Sebelumnya di waktu bersamaan pada hari pertama rangkaian COP 26 ini, Asian Development Bank (ADB) juga telah bergabung dalam komitmen bersama dengan PLN untuk mendukung transisi energi hijau.
Di sisi lain, Managing Director of Southeast Asia Clean Energy Facility (SEACEF) Mason Wallick melihat kondisi over suplai dari pembangkit fosil saat ini cukup membebani PLN dalam mengembangkan pembangkit EBT. Terlebih proyeksi pertumbuhan permintaan listrik tidak akan mampu mengejar over suplai dalam jangka waktu 10 tahun.
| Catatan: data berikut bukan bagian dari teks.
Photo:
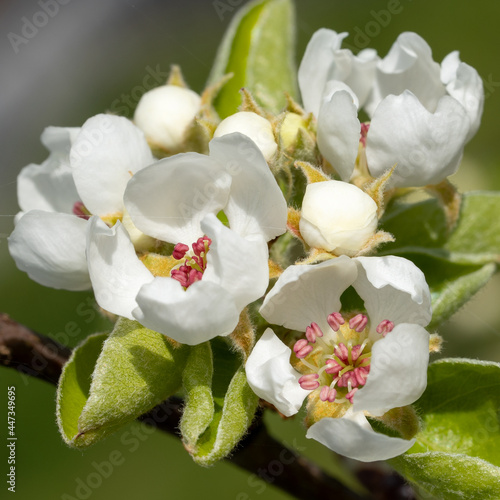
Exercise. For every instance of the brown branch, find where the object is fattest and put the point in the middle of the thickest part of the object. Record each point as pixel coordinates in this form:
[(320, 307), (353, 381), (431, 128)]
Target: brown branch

"Reformasi dan modernisasi tarif PLN akan membuka jalan bagi alokasi risiko untuk terobosan ke depan untuk pembiayaan campuran dan pendanaan sektor swasta," ujar Mason.
Dia pun optimistis rencana jangka panjang ini jika dilakukan akan mengubah struktur biaya PLN secara dramatis. Seiring berjalannya waktu, dengan peningkatan kapasitas maka transisi energi EBT yang murah akan menumbuhkan lapangan pekerjaan baru dan memperbaiki ekonomi.
Sementara itu, Director of the Environment Directorate of the Organisation for Economic Co-operation and Development (OECD) Rodolfo Lacy memproyeksikan arah energi dan perubahan iklim akan ditentukan oleh perkembangan negara berkembang. Di luar China, negara-negara berkembang berkontribusi terhadap seperlima investasi energi pada 2020, atau sekitar USD 150 miliar.
"Berita baiknya adalah tidak ada kekurangan pada modal global. Teknologi juga ada. Global Financial System sekarang sangat mencari untuk menambah portfolionya dengan proyek ramah lingkungan," ujarnya.
Deputi Bidang Koordinasi Pengembangan Usaha Badan Usaha Milik Negara, Riset, dan Inovasi Kementerian Koordinator Bidang Perekonomian Montty Girianna pun memastikan pemerintah akan berupaya meningkatkan akses proyek EBT terhadap pembiayaan global.